Connecticut Appleseed’s efforts on immigrant finances include spearheading a collaboration of financial institutions, community partners, and state and federal banking regulators that began connecting unbanked and underbanked state residents with mainstream financial services in 2011 – including affordable checking, savings, and credit opportunities. That collaboration, in turn, built on our 2009 survey of immigrants from Stamford through New Haven Financial Access to Immigrants Survey 2009.

When the Ford Foundation agreed to fund a multi-state research project by Appleseed Centers on immigrant use of remittances (i.e., sending money home) in 2015, Connecticut Appleseed eagerly agreed to participate.

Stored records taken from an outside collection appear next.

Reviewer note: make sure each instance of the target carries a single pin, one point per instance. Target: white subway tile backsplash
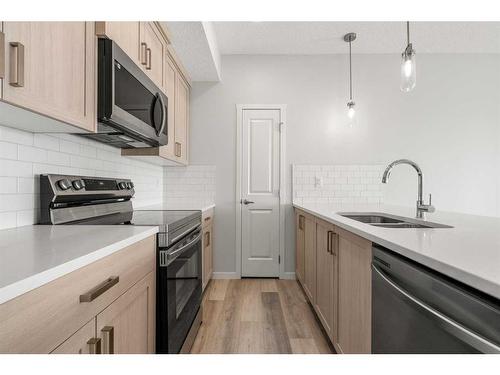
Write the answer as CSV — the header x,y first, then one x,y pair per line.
x,y
191,186
24,156
29,153
341,183
8,150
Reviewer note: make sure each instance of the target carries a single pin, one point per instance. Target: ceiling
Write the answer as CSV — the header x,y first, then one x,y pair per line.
x,y
319,38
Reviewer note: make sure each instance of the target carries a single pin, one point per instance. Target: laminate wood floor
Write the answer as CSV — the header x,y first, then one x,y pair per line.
x,y
264,316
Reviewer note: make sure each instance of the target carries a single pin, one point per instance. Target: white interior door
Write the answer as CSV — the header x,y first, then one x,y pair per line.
x,y
260,184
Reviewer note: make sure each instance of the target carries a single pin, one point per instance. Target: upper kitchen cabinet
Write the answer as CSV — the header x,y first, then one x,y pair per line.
x,y
126,34
153,52
144,42
49,69
181,119
177,88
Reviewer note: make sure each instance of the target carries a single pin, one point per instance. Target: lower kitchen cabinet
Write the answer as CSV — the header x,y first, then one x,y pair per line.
x,y
354,293
300,246
127,326
309,283
336,280
108,303
207,248
81,342
326,282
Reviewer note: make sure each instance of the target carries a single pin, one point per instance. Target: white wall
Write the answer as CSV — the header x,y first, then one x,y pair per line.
x,y
449,125
24,156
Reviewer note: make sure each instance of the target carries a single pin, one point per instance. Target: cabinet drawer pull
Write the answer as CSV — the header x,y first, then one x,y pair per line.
x,y
94,346
178,149
95,292
301,222
148,58
144,59
16,64
108,340
2,55
329,242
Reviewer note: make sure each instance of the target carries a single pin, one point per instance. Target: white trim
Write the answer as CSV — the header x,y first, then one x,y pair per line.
x,y
282,190
225,275
288,276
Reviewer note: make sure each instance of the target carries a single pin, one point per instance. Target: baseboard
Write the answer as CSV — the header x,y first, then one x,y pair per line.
x,y
225,275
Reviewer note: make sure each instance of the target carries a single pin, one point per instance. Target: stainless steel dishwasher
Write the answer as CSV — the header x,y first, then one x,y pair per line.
x,y
417,310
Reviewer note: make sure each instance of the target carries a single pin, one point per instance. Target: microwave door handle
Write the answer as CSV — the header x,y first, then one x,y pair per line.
x,y
164,114
452,327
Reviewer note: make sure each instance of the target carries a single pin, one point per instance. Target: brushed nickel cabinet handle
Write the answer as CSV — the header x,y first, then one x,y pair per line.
x,y
144,59
301,222
2,55
16,64
108,340
95,292
148,58
94,346
207,239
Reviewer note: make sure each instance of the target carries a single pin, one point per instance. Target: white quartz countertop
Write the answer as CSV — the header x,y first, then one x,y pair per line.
x,y
469,252
163,206
32,256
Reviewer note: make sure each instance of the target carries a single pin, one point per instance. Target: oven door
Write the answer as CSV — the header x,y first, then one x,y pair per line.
x,y
129,101
179,292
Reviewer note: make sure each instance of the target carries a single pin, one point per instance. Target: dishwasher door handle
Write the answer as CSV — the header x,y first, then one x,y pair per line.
x,y
452,327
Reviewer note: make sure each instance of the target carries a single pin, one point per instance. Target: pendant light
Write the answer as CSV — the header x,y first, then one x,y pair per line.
x,y
408,64
351,111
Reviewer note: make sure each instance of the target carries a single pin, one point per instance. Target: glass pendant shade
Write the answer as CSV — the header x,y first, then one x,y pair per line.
x,y
408,69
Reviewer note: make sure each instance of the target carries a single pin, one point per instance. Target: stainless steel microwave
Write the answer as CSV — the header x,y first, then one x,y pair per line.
x,y
131,110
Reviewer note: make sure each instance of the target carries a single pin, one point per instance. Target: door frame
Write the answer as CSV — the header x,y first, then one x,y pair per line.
x,y
282,191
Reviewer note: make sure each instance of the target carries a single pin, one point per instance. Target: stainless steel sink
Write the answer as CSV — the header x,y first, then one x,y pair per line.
x,y
383,220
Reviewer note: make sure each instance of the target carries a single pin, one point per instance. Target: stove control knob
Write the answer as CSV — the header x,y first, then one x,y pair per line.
x,y
64,184
78,184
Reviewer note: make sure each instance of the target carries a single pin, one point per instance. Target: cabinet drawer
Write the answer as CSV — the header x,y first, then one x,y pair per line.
x,y
40,320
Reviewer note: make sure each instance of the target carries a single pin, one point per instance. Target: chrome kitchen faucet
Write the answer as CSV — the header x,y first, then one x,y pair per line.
x,y
421,206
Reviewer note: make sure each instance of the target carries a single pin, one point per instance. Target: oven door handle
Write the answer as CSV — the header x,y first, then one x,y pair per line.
x,y
176,253
452,327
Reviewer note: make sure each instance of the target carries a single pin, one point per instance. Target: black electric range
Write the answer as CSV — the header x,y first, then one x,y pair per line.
x,y
87,200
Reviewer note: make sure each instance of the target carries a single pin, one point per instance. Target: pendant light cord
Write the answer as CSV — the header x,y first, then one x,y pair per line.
x,y
350,71
407,33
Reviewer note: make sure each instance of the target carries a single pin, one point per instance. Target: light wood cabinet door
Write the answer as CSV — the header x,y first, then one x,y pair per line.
x,y
325,274
354,293
127,326
50,69
310,258
181,119
207,255
80,342
153,48
126,35
300,244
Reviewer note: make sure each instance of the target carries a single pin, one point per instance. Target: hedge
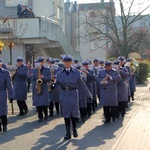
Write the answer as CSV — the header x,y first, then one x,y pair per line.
x,y
143,71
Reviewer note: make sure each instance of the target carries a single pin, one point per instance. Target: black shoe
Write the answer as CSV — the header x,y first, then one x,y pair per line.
x,y
83,120
67,137
21,114
51,115
4,128
45,118
41,120
123,115
26,111
107,121
77,120
114,119
75,133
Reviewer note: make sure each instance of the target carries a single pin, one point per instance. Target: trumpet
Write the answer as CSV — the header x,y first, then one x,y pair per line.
x,y
39,82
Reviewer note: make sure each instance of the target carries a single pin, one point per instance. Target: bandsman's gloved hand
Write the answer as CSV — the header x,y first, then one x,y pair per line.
x,y
10,100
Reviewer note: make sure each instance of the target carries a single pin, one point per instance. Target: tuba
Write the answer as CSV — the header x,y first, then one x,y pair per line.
x,y
39,82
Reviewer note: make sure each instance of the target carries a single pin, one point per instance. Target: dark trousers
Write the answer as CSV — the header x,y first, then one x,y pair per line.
x,y
83,113
73,120
3,120
22,106
28,82
51,107
41,110
121,108
110,111
132,95
89,109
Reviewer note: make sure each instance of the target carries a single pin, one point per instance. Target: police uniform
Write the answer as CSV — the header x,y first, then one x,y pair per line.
x,y
122,90
132,82
41,100
84,95
5,88
20,87
54,93
108,92
69,79
89,83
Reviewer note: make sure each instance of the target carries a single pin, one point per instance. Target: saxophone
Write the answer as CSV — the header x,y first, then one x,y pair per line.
x,y
39,82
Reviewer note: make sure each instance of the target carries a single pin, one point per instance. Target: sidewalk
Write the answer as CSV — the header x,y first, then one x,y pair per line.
x,y
136,135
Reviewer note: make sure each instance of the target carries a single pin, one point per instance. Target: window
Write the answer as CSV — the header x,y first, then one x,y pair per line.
x,y
14,3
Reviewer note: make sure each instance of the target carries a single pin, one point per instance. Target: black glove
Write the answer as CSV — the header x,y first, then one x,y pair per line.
x,y
10,100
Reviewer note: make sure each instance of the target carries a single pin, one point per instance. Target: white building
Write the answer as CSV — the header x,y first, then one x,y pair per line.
x,y
44,34
77,29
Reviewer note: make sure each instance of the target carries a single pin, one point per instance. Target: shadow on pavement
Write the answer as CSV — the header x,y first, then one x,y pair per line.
x,y
21,130
53,139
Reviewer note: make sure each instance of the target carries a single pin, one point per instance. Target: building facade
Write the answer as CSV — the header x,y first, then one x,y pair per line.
x,y
78,33
43,34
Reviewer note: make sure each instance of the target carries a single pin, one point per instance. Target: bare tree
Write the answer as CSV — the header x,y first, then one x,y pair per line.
x,y
11,32
116,28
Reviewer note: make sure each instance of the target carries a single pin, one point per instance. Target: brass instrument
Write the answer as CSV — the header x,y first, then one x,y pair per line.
x,y
39,82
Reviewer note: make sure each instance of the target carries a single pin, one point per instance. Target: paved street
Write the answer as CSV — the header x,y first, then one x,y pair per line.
x,y
132,133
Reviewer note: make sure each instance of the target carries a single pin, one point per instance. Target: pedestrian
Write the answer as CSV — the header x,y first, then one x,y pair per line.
x,y
29,75
84,95
20,86
40,79
122,89
54,92
108,79
5,89
69,79
89,82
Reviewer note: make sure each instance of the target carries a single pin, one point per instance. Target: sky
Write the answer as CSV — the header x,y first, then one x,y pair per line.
x,y
138,5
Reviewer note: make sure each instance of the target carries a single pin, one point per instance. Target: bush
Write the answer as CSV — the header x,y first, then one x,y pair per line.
x,y
143,71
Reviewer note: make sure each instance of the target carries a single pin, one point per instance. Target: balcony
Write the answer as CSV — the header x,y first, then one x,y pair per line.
x,y
44,33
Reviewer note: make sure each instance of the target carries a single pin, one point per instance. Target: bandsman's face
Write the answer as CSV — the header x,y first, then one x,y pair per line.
x,y
86,66
102,64
19,63
42,63
67,63
108,67
96,63
121,63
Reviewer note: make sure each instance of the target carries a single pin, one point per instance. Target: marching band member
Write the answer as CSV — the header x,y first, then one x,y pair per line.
x,y
54,93
3,65
40,79
69,79
102,64
122,89
108,79
89,83
133,78
5,87
84,95
20,82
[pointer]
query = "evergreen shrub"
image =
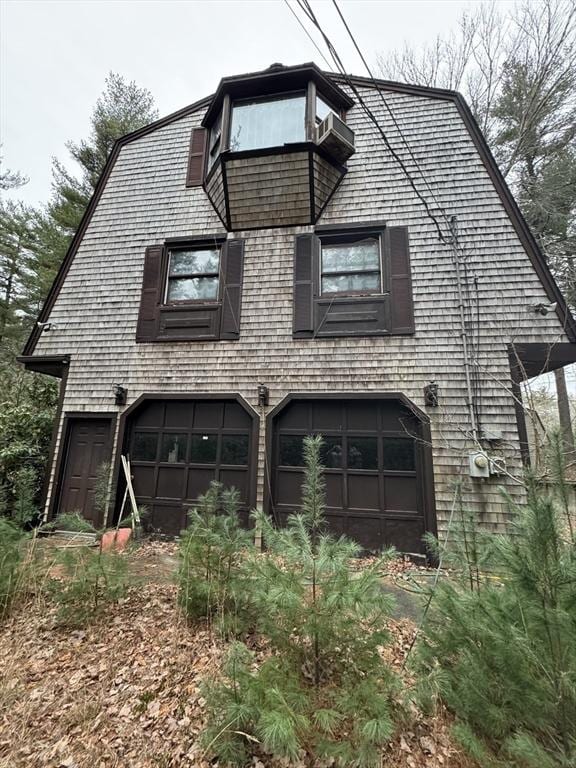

The Appleseed network boasts a long history of advocacy on remittances, or money sent by immigrants to family and friends back home. A decade ago, Appleseed began an inquiry into disparities and fluctuations in remittance pricing – finding that intermediaries sometimes charged more than 10% of the remittance in processing fees – and the impact on immigrants. Scrutiny into these fees over the years both within the U.S. and globally helped prompt the U.S. Consumer Financial Protection Bureau (CFPB) to issue a federal rulemaking in late 2013 to minimize excesses, prevent gouging with remittance fees and provide consumers with better protections.

The Ford Foundation engaged the Appleseed network in 2015 to undertake a multi-state survey project to evaluate implementation of the CFPB’s rule. Given the prominence of remittances among financial issues documented in our 2009 survey, Connecticut Appleseed leaped at the opportunity to collaborate with sister Centers in Nebraska, Texas, Kansas and Washington State.

We were fortunate to gather additional financial support from the Blavatnik Family Foundation, a philanthropy which has generously enabled a great deal of CT Appleseed’s work since 2008. We were also tremendously fortunate to engage enthusiastic cooperation from in-state community partners serving immigrant populations in Stamford (NeighborsLink Stamford), Wallingford (Spanish Community Center of Wallingford) and New Haven (JUNTA for Progressive Action) to publish an early 2016 report on the Consumer Financial Protection Bureau’s 2013 remittance rule implementation.

An important additional dimension of the Ford Foundation grant supported deeper inquiry into immigrant finances in general by means of focus groups. As a result, NeighborsLink Stamford (www.neighborslinkstamford.org) conducted a October, 2015 focus group that revealed scant progress in improving immigrant access to mainstream financial institutions since 2009, surfacing immigrants’ wide-ranging and seemingly-intractable frustrations with their banking experiences.

Our collaborative report on the success of the CFPB’s rule and findings about immigrant finances from our focus groups will be issued to the Ford Foundation in early 2016 (Sending Money Home).